Oscar Wao’s significance is supported with the horrors and superstitious beliefs of his old country, certain tropical sweetness which inflects the prose of Diaz even at some moments of huge cruelty. It should be pointed out that without all these Oscar Wao would be just the same as some other crazy man with an Akira poster placed on the wall of his dorm – room and with a long chain of desperate, unfinished sexual obsessions.

There is a certain discrepancy between the circumstances and background of Oscar’s life.

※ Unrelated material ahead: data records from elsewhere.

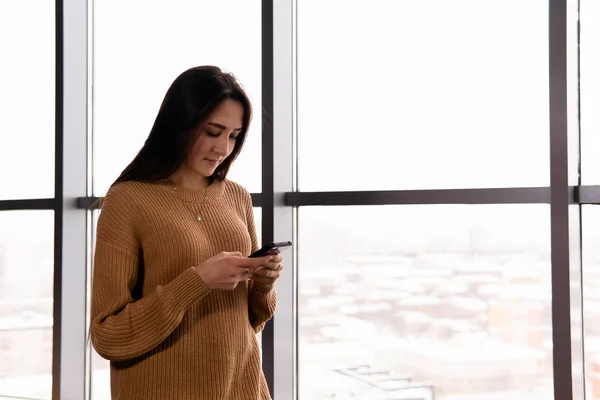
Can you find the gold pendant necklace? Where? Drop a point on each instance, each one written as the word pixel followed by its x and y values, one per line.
pixel 198 216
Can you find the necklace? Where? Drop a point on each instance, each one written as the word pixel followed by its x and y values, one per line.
pixel 197 215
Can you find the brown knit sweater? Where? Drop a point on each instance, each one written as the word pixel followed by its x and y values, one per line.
pixel 167 335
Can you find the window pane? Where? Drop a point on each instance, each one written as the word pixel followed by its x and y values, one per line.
pixel 422 94
pixel 128 93
pixel 454 300
pixel 590 91
pixel 27 96
pixel 591 298
pixel 26 303
pixel 100 379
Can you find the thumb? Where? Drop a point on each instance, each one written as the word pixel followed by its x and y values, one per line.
pixel 255 262
pixel 232 254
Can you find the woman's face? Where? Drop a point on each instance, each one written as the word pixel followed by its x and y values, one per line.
pixel 216 138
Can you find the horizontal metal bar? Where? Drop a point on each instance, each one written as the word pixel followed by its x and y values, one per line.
pixel 442 196
pixel 29 204
pixel 91 203
pixel 587 194
pixel 534 195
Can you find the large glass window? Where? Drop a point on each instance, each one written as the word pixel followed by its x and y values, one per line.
pixel 133 69
pixel 422 94
pixel 589 63
pixel 26 303
pixel 591 297
pixel 408 301
pixel 27 81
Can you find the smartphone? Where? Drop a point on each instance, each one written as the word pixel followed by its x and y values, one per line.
pixel 263 251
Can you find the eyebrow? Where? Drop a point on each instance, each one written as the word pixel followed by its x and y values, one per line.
pixel 221 126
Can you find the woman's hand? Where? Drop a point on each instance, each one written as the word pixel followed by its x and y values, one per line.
pixel 270 271
pixel 226 270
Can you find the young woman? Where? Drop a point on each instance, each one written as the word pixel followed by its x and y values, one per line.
pixel 176 303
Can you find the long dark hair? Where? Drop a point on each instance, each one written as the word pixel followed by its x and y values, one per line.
pixel 192 97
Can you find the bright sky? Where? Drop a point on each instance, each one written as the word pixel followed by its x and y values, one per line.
pixel 391 94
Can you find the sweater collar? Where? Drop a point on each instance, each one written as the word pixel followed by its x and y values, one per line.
pixel 213 192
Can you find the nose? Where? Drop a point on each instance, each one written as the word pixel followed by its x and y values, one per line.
pixel 222 146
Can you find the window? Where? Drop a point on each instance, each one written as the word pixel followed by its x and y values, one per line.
pixel 26 303
pixel 408 300
pixel 27 96
pixel 100 382
pixel 589 64
pixel 422 94
pixel 134 68
pixel 591 298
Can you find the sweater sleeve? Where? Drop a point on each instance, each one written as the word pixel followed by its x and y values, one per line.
pixel 123 328
pixel 261 301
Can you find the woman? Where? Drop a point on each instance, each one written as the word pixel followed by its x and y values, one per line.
pixel 176 303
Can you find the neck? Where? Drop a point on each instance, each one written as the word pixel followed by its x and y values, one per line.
pixel 187 178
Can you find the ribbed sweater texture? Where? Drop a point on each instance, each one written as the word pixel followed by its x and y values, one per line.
pixel 166 334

Diaz solves this problem violently and unconvincingly in the final section of his book -“The Brief Wondrous Life of Oscar Wao.” It should be stated that here the reader can view a real subject of the given book.

Despite itself, it might be regarded as a novel of assimilation, a collapsed chronicle of the conflicting and inexorable movement of the immigrant’s children towards the layer of the American middle class. And there the terrible, also incredible stories of what grandparents and parents suffered and stand in their old country have become a manner in their own exact right.

Works Cited

Diaz, Junot. The Brief Wondrous Life of Oscar Wao. New York: Riverhead, 2007.